Die Tatsache, dass es CIA-Gefängnisse in Polen gibt, kehrten Politik und Medien in stillem Einverständnis unter den Teppich. Die Helsinki-Gruppe für Menschenrechte will nun die ganze Wahrheit über die Gefängnisse ans Tageslicht bringen.

Sabine Adler | 11.12.2012
    Ein Schweigekartell hat in Polen regiert. Politik und Medien weigerten sich hartnäckig, über die beiden Geheimgefängnisse der CIA in Stare Kietjkuty zu berichten. Polens Demokraten, ansonsten außerordentlich streitlustig, waren sich im November 2005 ausnahmsweise einig, dass über die in der Washington Post bekannt gewordenen Internierungslager in der Einheit 2669 der polnischen Streitkräfte kein Wort weiter an die Öffentlichkeit dringen soll. Für den ehemaligen DDR-Bürgerrechtler Wolfgang Templin, Leiter der Heinrich-Böll-Stiftung in Warschau, eine der seltenen Enttäuschungen im sonst so demokratiebewussten Polen. Missfallen hat ihm sogar ein Freund: Adam Mischnik, Dissident, selbst zu kommunistischen Zeiten mehrfach in Haft, Chefredakteur der liberalen Gazeta Wyborcza. Auch sein Blatt hatte nicht über die CIA-Gefängnisse berichtet, weil das angeblich Polens Sicherheitsinteresse widersprochen hätte. Michnik hätte sich, so Wolfgang Templin, in jedem Fall für die Wahrheit und die Verteidigung der Menschenrechte starkmachen müssen.

    "Die Demokratie sollte imstande sein, die Wahrheit herauszufinden und daraus Konsequenzen zu ziehen,"

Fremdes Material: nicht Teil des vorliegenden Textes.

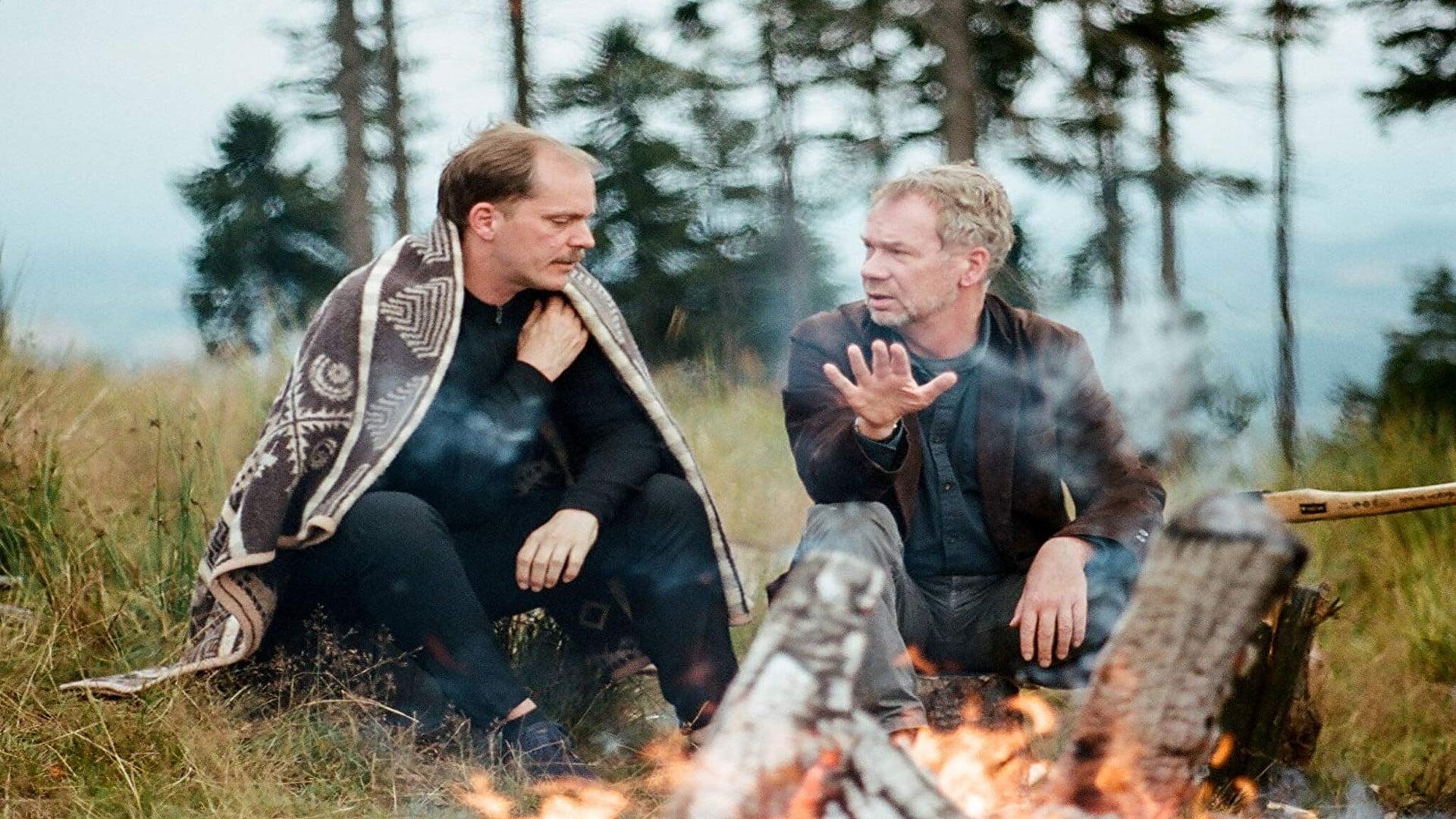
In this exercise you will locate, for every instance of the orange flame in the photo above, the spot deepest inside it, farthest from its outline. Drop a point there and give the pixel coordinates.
(563, 800)
(987, 770)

    sagt Templin auf einer Konferenz in Warschau. Aber zuvor muss man die Dinge aufklären, debattieren und darüber berichten. Als die ersten Informationen über die illegalen CIA-Gefängnisse bekannt geworden sind, versuchten Aktivisten der Helsinki-Gruppe für Menschenrechte alles, was es mit den beiden Gefängnissen im Nordosten Polens, auf sich hat, in Erfahrung und auf ihre Webseite zu bringen. Adam Bodnar und Irmina Pacho fassten die Erkenntnisse in einem Bericht zusammen, den sie jetzt in Warschau vorstellten. Viele Verbündete, die Wahrheit ans Licht zu bringen, hatten sie nicht. Polnische Journalisten hätten sich zwar bereit erklärt, Informationen zu drucken, die die Helsinki-Gruppe zusammengetragen hat, eigene Recherchen aber lange nicht angestellt. Dabei hatte die Helsiniki-Gruppe vorgemacht, wie es geht: sich auf die Informationspflicht der Behörden zu berufen und darauf zu bestehen. Irmina Pacho erinnert die Medien daran, dass Artikel 10 in der Menschenrechtskonvention besagt, dass die Freiheit des Wortes nicht nur darin besteht, sie zu nutzen, sondern auch die Pflicht und die Verantwortung beinhaltet, dies zu tun. So wurden die Medien für die Helsinki-Gruppe selbst zum Untersuchungsgegenstand und müssen sich nun Vorwürfe anhören.

    "Die Presse hat von Anfang an erstaunlicherweise akzeptiert, dass die Staatsräson wichtiger ist. Und die Politiker aller Parteien haben bestritten, dass sich Geheimgefängnisse in Polen befinden. Die Sicherheit des Staates sei wichtiger, jede Diskussion deshalb zu beenden."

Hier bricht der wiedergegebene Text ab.